Assume that we may want to visualize data according to the metric structure inherent in it. More specifically, our objective is to align it according to a given template, such as a grid, a torus, or any other fixed structure. Such problems occur when presenting images or documents to a user. Most of the algorithms for low dimensional object layout suffer from the problem that the low dimensional presentation is nonuniform. This has the advantage of revealing cluster structure but given limited screen size the presentation is undesirable. To address this problem, we can use kernelized sorting to align objects. In this scenario the kernel matrix L is given by the similarity measure between the objects [math] x_i [/math] that are to be aligned. The kernel K, on the other hand, denotes the similarity between the locations where objects are to be aligned to. For the sake of simplicity we used a Gaussian RBF kernel between the objects to laid out and also between the positions of the grid, i.e. [math]\mathbf{k(x,x') = exp(-gamma ||x-x'||^2) }[/math]. The kernel width [math]\mathbf{\gamma }[/math] was adjusted to the inverse of [math] \mathbf{||x-x'||^2} [/math] such that the argument of the exponential is O(1).

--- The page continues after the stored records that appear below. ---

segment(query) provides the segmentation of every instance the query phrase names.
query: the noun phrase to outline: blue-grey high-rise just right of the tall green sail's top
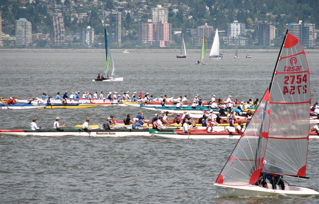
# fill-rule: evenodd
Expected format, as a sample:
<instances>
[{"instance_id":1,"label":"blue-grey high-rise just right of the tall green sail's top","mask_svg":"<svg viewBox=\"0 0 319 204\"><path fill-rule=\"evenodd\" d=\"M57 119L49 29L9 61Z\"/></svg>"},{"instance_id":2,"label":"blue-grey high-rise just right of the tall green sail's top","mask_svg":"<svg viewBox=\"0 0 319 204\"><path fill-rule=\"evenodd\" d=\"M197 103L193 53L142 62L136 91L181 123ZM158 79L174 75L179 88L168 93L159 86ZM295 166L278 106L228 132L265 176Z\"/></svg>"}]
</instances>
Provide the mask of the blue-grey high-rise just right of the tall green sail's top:
<instances>
[{"instance_id":1,"label":"blue-grey high-rise just right of the tall green sail's top","mask_svg":"<svg viewBox=\"0 0 319 204\"><path fill-rule=\"evenodd\" d=\"M110 39L112 43L121 44L122 43L122 32L121 32L121 13L111 12L110 13Z\"/></svg>"}]
</instances>

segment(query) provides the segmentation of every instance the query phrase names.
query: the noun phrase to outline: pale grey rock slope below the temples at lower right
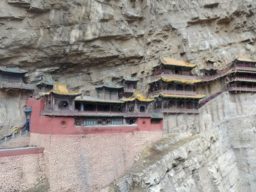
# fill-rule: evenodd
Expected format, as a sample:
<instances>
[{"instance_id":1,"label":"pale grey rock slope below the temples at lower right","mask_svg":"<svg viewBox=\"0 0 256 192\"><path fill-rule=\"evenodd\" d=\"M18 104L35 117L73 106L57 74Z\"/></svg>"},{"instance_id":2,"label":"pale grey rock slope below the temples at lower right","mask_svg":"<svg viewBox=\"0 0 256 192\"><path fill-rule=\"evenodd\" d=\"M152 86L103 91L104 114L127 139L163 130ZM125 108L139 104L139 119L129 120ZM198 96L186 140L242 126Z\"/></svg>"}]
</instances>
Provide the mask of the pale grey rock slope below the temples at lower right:
<instances>
[{"instance_id":1,"label":"pale grey rock slope below the temples at lower right","mask_svg":"<svg viewBox=\"0 0 256 192\"><path fill-rule=\"evenodd\" d=\"M109 189L255 191L255 99L251 93L221 94L190 117L188 126L172 129L179 134L144 149Z\"/></svg>"}]
</instances>

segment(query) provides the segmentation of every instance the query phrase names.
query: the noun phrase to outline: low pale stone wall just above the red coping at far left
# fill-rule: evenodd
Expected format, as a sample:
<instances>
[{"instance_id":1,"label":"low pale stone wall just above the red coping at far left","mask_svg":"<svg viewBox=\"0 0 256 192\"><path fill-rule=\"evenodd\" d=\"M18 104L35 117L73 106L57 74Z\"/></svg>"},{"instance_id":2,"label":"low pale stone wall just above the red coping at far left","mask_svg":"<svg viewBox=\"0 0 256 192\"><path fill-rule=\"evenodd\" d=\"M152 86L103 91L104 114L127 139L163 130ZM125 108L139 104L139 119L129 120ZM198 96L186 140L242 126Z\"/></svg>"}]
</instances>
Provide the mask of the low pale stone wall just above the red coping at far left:
<instances>
[{"instance_id":1,"label":"low pale stone wall just above the red coping at far left","mask_svg":"<svg viewBox=\"0 0 256 192\"><path fill-rule=\"evenodd\" d=\"M0 144L0 149L4 148L15 148L15 147L26 147L30 145L29 136L19 136L18 138L11 139L7 142Z\"/></svg>"}]
</instances>

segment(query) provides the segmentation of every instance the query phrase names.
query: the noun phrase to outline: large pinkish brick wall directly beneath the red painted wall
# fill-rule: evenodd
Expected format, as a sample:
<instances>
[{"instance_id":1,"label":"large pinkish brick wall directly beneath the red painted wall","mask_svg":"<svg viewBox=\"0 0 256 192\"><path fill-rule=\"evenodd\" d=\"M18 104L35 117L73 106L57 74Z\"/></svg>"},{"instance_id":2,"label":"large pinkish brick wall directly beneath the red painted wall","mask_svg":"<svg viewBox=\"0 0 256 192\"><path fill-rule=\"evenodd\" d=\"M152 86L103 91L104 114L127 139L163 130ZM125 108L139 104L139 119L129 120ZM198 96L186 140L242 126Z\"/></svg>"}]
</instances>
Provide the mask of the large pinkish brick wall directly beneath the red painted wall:
<instances>
[{"instance_id":1,"label":"large pinkish brick wall directly beneath the red painted wall","mask_svg":"<svg viewBox=\"0 0 256 192\"><path fill-rule=\"evenodd\" d=\"M135 155L162 138L162 131L30 137L43 140L51 191L94 192L124 174Z\"/></svg>"}]
</instances>

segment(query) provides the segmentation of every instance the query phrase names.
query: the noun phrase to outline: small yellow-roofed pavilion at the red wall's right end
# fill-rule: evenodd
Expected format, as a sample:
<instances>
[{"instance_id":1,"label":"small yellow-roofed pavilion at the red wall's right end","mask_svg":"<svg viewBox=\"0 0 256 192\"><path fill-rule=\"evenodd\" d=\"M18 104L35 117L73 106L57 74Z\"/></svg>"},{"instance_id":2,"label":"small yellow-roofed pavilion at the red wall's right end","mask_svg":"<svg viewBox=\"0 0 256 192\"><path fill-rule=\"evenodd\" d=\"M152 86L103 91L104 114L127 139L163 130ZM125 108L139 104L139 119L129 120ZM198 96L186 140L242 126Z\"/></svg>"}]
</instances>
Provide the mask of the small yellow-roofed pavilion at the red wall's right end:
<instances>
[{"instance_id":1,"label":"small yellow-roofed pavilion at the red wall's right end","mask_svg":"<svg viewBox=\"0 0 256 192\"><path fill-rule=\"evenodd\" d=\"M135 90L132 97L122 99L122 101L126 102L124 115L126 122L132 124L131 122L134 122L135 118L138 117L152 118L152 102L154 100L155 99L147 99L146 97L143 97L141 92Z\"/></svg>"}]
</instances>

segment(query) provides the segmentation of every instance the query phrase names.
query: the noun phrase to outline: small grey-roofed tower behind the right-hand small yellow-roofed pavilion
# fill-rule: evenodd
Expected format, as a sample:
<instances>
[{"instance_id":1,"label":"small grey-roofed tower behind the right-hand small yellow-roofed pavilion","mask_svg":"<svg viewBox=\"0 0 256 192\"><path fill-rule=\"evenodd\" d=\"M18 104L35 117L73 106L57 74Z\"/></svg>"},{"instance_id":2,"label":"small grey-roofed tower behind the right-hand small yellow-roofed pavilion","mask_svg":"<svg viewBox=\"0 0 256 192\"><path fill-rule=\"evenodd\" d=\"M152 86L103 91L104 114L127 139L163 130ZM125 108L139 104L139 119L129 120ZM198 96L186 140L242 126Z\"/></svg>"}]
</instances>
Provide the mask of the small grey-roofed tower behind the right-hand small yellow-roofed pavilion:
<instances>
[{"instance_id":1,"label":"small grey-roofed tower behind the right-hand small yellow-roofed pavilion","mask_svg":"<svg viewBox=\"0 0 256 192\"><path fill-rule=\"evenodd\" d=\"M131 75L124 75L121 79L121 84L124 87L124 97L131 97L133 91L137 91L137 83L139 79L131 77Z\"/></svg>"}]
</instances>

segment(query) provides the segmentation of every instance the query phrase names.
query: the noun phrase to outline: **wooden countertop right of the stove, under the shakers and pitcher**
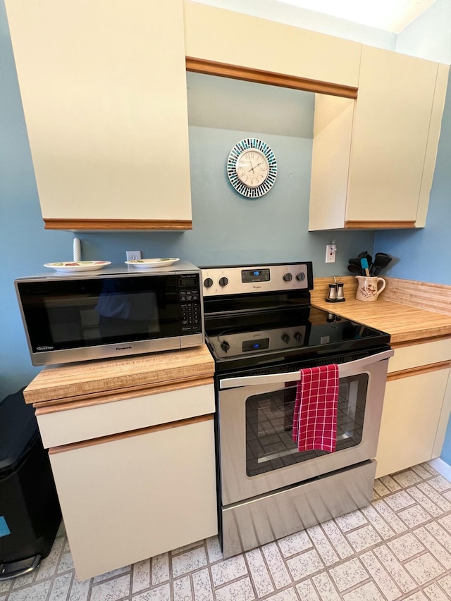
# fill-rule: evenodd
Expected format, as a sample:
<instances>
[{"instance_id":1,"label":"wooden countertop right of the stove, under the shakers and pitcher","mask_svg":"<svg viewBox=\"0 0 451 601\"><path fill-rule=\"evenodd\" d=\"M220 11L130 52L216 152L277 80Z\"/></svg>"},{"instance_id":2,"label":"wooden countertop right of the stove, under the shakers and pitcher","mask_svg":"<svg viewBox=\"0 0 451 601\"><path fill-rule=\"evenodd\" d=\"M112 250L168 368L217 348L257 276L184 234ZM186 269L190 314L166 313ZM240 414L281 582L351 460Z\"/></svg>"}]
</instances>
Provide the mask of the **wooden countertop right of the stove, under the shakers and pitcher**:
<instances>
[{"instance_id":1,"label":"wooden countertop right of the stove, under the shakers and pitcher","mask_svg":"<svg viewBox=\"0 0 451 601\"><path fill-rule=\"evenodd\" d=\"M355 291L350 294L345 291L346 300L340 303L328 303L319 295L312 295L311 302L330 313L388 332L392 345L451 336L451 315L417 309L381 297L376 302L362 302L353 298L354 295Z\"/></svg>"}]
</instances>

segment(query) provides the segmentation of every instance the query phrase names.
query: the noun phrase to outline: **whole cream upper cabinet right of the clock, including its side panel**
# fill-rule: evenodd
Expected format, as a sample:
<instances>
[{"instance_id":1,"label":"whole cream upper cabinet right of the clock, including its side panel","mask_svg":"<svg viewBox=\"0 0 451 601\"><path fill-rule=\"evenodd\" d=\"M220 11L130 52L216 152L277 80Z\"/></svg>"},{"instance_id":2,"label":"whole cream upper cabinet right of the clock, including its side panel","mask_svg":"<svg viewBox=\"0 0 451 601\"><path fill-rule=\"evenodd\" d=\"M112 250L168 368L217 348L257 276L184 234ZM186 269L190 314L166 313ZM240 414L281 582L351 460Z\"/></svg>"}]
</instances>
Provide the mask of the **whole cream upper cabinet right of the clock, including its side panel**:
<instances>
[{"instance_id":1,"label":"whole cream upper cabinet right of the clock, including its side panel","mask_svg":"<svg viewBox=\"0 0 451 601\"><path fill-rule=\"evenodd\" d=\"M357 100L316 103L309 230L424 227L448 70L362 47Z\"/></svg>"}]
</instances>

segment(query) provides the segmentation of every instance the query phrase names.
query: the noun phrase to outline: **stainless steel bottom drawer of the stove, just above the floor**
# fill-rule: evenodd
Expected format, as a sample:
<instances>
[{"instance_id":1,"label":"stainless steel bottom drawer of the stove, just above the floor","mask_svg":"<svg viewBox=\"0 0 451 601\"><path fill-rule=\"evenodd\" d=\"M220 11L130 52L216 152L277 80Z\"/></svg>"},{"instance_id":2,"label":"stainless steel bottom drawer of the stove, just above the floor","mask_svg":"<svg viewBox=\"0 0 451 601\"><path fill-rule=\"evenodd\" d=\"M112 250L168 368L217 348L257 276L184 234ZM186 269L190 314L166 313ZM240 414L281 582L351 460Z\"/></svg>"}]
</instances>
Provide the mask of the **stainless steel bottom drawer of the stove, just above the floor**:
<instances>
[{"instance_id":1,"label":"stainless steel bottom drawer of the stove, just above the floor","mask_svg":"<svg viewBox=\"0 0 451 601\"><path fill-rule=\"evenodd\" d=\"M223 507L223 556L266 545L371 502L376 461L328 473L288 490Z\"/></svg>"}]
</instances>

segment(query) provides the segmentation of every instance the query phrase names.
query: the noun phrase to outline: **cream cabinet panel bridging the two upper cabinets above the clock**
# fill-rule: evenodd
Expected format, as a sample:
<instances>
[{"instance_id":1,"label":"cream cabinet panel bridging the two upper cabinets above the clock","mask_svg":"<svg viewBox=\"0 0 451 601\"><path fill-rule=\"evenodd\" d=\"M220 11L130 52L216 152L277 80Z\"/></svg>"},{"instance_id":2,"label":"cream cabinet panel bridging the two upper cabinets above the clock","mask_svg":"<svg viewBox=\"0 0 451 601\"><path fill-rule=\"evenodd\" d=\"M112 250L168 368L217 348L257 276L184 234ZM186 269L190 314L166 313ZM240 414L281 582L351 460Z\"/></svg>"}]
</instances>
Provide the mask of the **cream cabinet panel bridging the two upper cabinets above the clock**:
<instances>
[{"instance_id":1,"label":"cream cabinet panel bridging the two upper cabinets above the clock","mask_svg":"<svg viewBox=\"0 0 451 601\"><path fill-rule=\"evenodd\" d=\"M312 82L357 86L361 48L362 44L340 37L185 0L189 57ZM249 71L241 75L252 78Z\"/></svg>"}]
</instances>

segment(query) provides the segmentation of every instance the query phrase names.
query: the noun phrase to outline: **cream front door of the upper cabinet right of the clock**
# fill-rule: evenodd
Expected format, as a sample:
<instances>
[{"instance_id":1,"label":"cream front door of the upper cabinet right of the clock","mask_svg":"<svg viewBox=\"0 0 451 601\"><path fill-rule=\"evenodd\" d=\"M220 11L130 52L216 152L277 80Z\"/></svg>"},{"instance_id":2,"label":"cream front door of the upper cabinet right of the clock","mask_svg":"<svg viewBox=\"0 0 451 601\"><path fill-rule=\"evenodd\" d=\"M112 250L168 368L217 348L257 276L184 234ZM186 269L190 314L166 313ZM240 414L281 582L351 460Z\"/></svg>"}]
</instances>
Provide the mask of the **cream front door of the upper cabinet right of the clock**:
<instances>
[{"instance_id":1,"label":"cream front door of the upper cabinet right of the clock","mask_svg":"<svg viewBox=\"0 0 451 601\"><path fill-rule=\"evenodd\" d=\"M414 227L437 73L438 63L362 47L346 227Z\"/></svg>"}]
</instances>

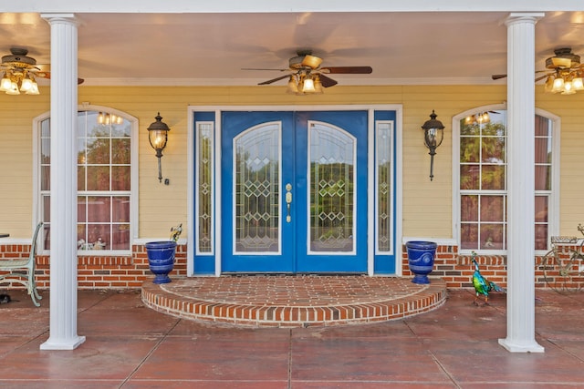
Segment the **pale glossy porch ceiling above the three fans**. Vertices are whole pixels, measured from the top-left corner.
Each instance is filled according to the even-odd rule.
[[[339,85],[495,84],[506,73],[508,13],[76,14],[83,85],[255,85],[278,77],[298,48],[323,66],[370,66]],[[50,60],[38,14],[0,14],[0,55],[29,49]],[[584,56],[584,12],[546,13],[536,26],[536,67],[553,49]],[[583,58],[584,61],[584,58]],[[282,80],[274,85],[285,85]]]

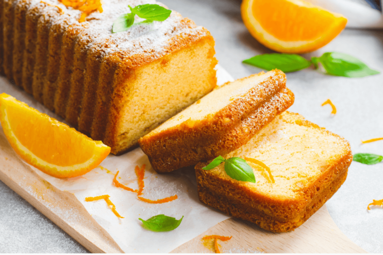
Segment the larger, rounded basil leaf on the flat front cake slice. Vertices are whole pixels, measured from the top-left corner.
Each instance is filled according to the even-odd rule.
[[[232,157],[225,161],[225,172],[237,181],[249,181],[255,183],[253,169],[240,157]]]

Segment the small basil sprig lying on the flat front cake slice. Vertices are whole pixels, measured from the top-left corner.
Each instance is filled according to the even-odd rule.
[[[211,170],[220,165],[222,162],[225,162],[225,172],[234,180],[255,183],[253,169],[246,163],[246,160],[240,157],[224,159],[222,156],[218,156],[214,158],[213,161],[211,161],[207,166],[202,167],[202,169]]]

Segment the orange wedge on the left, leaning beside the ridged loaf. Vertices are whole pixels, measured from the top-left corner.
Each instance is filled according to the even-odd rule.
[[[110,152],[101,141],[93,141],[5,93],[0,94],[0,122],[16,153],[54,177],[83,175]]]

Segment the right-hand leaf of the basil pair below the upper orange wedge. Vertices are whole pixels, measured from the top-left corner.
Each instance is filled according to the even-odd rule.
[[[380,74],[373,70],[359,59],[340,52],[326,52],[321,57],[312,57],[311,61],[318,68],[321,63],[327,74],[344,77],[365,77]]]

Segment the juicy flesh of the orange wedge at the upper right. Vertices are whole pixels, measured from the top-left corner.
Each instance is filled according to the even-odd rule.
[[[286,42],[318,39],[322,34],[327,33],[329,27],[336,20],[331,12],[312,6],[298,5],[294,2],[289,0],[254,0],[252,11],[266,32]],[[320,22],[318,22],[318,16],[320,16]]]

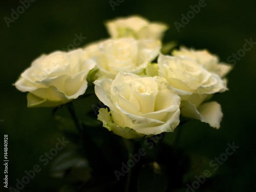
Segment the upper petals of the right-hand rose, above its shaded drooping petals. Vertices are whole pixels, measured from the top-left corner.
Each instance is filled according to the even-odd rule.
[[[227,90],[226,82],[220,76],[208,72],[189,57],[160,54],[158,65],[159,75],[165,77],[170,89],[179,95],[212,94]]]

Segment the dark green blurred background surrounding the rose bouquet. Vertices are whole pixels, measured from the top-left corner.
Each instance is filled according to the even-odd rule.
[[[183,126],[177,145],[205,156],[210,162],[225,153],[228,143],[234,142],[234,145],[239,146],[237,151],[228,156],[216,171],[208,166],[215,176],[197,190],[253,190],[256,181],[256,127],[253,123],[256,115],[256,46],[252,43],[249,51],[241,49],[248,44],[245,39],[256,42],[256,2],[206,0],[206,6],[201,7],[198,14],[177,30],[174,23],[182,24],[182,14],[187,15],[191,6],[198,4],[199,1],[194,0],[38,0],[30,2],[24,11],[19,8],[20,14],[15,16],[12,15],[12,9],[17,11],[22,4],[19,1],[1,0],[0,151],[4,153],[4,135],[7,134],[9,186],[15,187],[16,179],[22,179],[24,171],[33,169],[36,164],[42,170],[22,191],[58,191],[62,184],[61,180],[54,179],[50,174],[54,159],[49,160],[47,165],[42,165],[39,160],[41,155],[55,147],[57,138],[62,138],[52,116],[53,109],[28,109],[26,94],[16,90],[12,83],[40,54],[72,49],[73,40],[80,34],[86,37],[81,40],[80,46],[106,38],[108,33],[103,25],[106,20],[139,14],[151,21],[169,25],[163,42],[175,40],[179,45],[208,49],[217,54],[221,61],[228,62],[228,58],[231,58],[231,64],[236,63],[227,76],[229,91],[216,94],[213,98],[222,105],[224,117],[221,128],[215,130],[205,123],[190,121]],[[239,55],[232,58],[232,54]],[[82,108],[88,110],[93,104],[90,102],[93,101],[77,101],[75,106],[79,106],[81,111]],[[72,144],[63,148],[63,151],[70,148]],[[3,157],[4,154],[1,159]],[[0,170],[2,179],[3,165]],[[2,181],[0,191],[5,190]]]

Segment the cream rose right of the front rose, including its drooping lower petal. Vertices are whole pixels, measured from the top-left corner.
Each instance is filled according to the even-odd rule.
[[[226,91],[226,82],[189,57],[160,55],[158,65],[159,75],[166,78],[170,89],[181,96],[181,114],[219,128],[223,116],[220,104],[201,103],[211,94]]]

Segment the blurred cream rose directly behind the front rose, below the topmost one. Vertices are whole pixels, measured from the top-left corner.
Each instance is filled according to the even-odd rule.
[[[141,73],[157,57],[160,48],[160,41],[121,38],[100,41],[84,50],[94,50],[92,59],[99,68],[98,77],[114,79],[118,72]]]

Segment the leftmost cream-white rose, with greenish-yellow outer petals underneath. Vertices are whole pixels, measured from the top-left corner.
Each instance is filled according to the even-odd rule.
[[[35,59],[15,82],[27,95],[29,107],[52,107],[84,94],[87,76],[95,67],[93,60],[81,61],[82,49],[55,51]]]

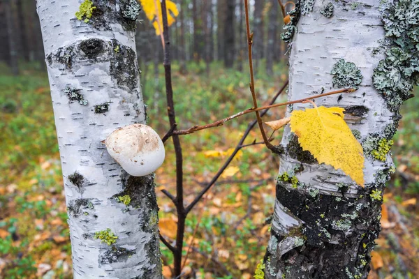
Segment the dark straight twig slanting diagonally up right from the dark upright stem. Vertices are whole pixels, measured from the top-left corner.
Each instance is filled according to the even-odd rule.
[[[272,98],[270,104],[275,103],[275,101],[277,100],[279,95],[286,89],[286,86],[288,86],[288,80],[284,83],[284,85],[281,87],[281,89],[279,89],[279,91],[274,96],[274,98]],[[263,112],[261,112],[260,116],[264,116],[267,113],[268,110],[269,109],[266,109]],[[207,193],[207,191],[210,190],[210,188],[214,185],[214,183],[216,183],[216,181],[219,179],[221,174],[224,172],[224,170],[228,167],[228,165],[230,165],[231,161],[233,160],[233,158],[235,157],[237,152],[241,149],[240,146],[243,145],[244,140],[246,140],[246,138],[249,135],[251,129],[253,129],[253,127],[256,125],[256,122],[257,122],[256,120],[253,120],[253,121],[251,121],[251,123],[249,123],[249,125],[247,126],[247,129],[244,131],[244,134],[242,135],[242,138],[238,142],[237,146],[235,147],[233,153],[231,153],[231,155],[227,158],[226,162],[220,167],[219,171],[216,172],[216,174],[211,179],[211,181],[207,184],[207,186],[205,186],[205,188],[203,188],[203,190],[200,191],[200,193],[195,197],[195,199],[193,199],[191,204],[189,204],[189,206],[186,207],[186,209],[185,209],[186,214],[188,214],[193,209],[193,206],[195,206],[200,201],[200,199],[203,197],[203,195],[205,195],[205,193]]]

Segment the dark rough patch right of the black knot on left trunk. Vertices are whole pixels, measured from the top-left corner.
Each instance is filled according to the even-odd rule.
[[[136,66],[137,56],[131,47],[121,45],[117,40],[112,40],[112,50],[119,46],[119,52],[113,52],[114,59],[110,63],[110,75],[119,87],[128,89],[132,93],[138,87],[138,68]]]

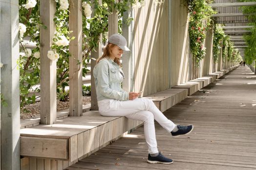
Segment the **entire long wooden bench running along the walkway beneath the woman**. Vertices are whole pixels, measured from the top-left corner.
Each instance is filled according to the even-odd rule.
[[[217,77],[217,74],[213,74],[198,78],[145,98],[151,99],[164,112]],[[40,122],[39,118],[33,120],[37,126],[29,124],[29,120],[22,120],[21,167],[27,166],[28,162],[30,166],[44,160],[44,166],[58,161],[62,164],[60,169],[64,169],[143,123],[125,117],[103,117],[98,111],[85,112],[82,117],[67,117],[68,110],[58,115],[60,118],[66,118],[58,119],[57,123],[52,125],[37,125]]]

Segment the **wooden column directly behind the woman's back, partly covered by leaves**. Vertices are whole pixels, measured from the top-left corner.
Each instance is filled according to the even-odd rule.
[[[93,2],[93,0],[92,0]],[[102,4],[102,0],[99,0],[99,4]],[[94,15],[94,14],[93,14]],[[102,35],[100,35],[100,42],[98,47],[95,48],[95,51],[91,51],[91,58],[98,59],[102,56]],[[93,77],[93,68],[96,65],[96,60],[91,59],[91,110],[99,110],[97,103],[97,95],[96,95],[96,87],[95,87],[95,79]]]

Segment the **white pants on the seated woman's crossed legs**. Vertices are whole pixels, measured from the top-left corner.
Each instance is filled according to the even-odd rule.
[[[149,99],[137,98],[133,101],[106,99],[98,102],[102,116],[125,116],[129,119],[144,121],[144,133],[149,153],[158,153],[154,119],[169,133],[176,126]]]

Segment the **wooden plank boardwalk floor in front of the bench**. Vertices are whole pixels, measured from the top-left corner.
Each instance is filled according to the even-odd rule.
[[[187,136],[172,137],[155,123],[159,150],[171,165],[147,163],[143,127],[66,170],[255,170],[256,75],[239,67],[164,114],[193,124]]]

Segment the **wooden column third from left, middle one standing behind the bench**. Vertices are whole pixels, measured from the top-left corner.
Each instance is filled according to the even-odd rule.
[[[71,54],[69,57],[69,116],[82,116],[82,0],[69,0],[69,2],[69,31],[73,31],[70,36],[75,37],[69,44],[69,52]]]

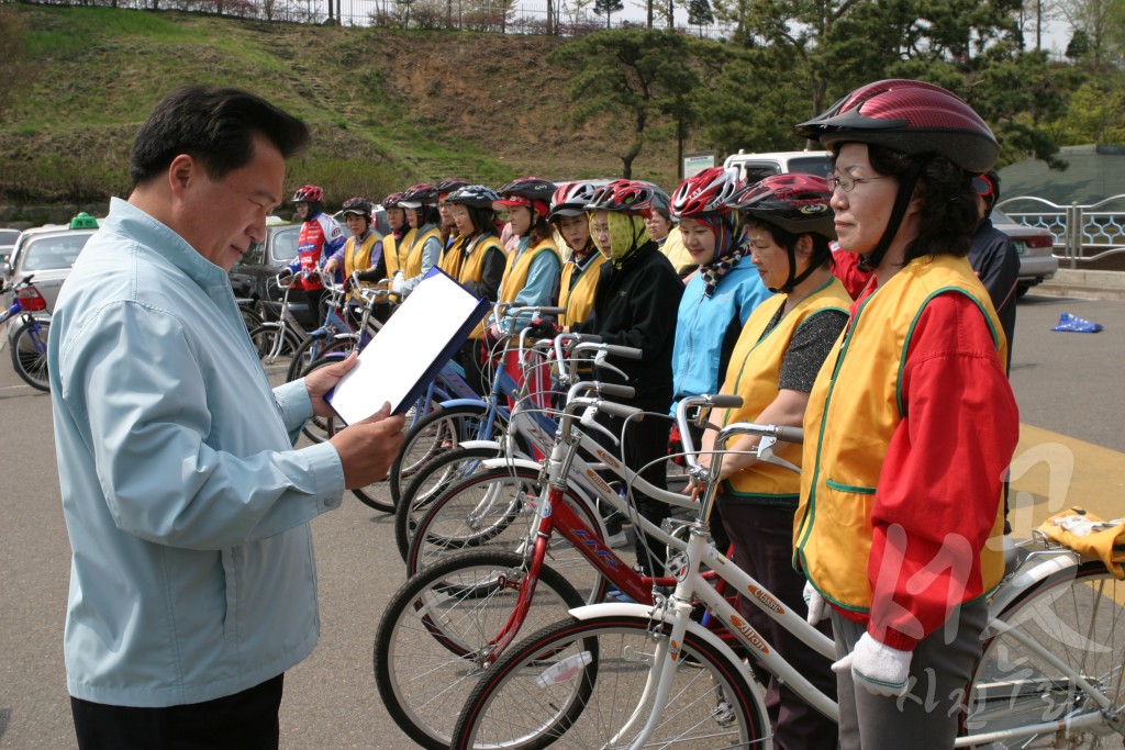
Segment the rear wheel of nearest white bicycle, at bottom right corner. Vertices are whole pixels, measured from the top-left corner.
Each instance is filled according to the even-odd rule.
[[[1020,594],[999,620],[1018,625],[1122,708],[1125,663],[1125,581],[1097,561],[1063,570]],[[1069,678],[1009,633],[991,631],[966,696],[962,735],[1012,729],[1064,716],[1100,713]],[[1105,724],[1052,731],[990,748],[1122,747],[1122,737]],[[1106,743],[1106,744],[1102,744]]]

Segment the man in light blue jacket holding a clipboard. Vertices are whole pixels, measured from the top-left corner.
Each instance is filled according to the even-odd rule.
[[[227,281],[307,139],[253,94],[173,92],[58,297],[48,368],[82,749],[277,748],[282,675],[320,631],[308,522],[385,476],[402,443],[384,409],[294,450],[354,360],[272,389]]]

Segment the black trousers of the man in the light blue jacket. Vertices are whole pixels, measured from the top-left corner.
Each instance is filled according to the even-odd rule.
[[[164,708],[71,697],[80,750],[277,750],[285,675],[204,703]]]

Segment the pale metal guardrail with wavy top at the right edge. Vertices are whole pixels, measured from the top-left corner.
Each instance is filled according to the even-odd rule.
[[[1118,205],[1118,210],[1107,207]],[[1027,210],[1010,206],[1028,205]],[[1038,210],[1033,207],[1040,206]],[[1077,269],[1081,262],[1125,253],[1125,195],[1113,196],[1090,206],[1059,206],[1034,196],[1008,198],[997,204],[1014,220],[1041,227],[1054,235],[1054,255]],[[1062,251],[1060,253],[1060,251]]]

We obtained 284 images from http://www.flickr.com which were resized and downsampled to 40*40 pixels. We converted the images from RGB into Lab color space, yielding 40*40*3 dimensional objects. The grid, corresponding to X is a ‘NIPS 2008’ letters on which the images are to be laid out. After sorting we display the images according to their matching coordinates (Figure 1).

We can see images with similar color composition are found at proximal locations.

## Summary

We generalize sorting by maximizing dependency between matched pairs of observations via HSIC.

Applications of our proposed sorting algorithm range from data visualization to image, data attribute and multilingual document matching.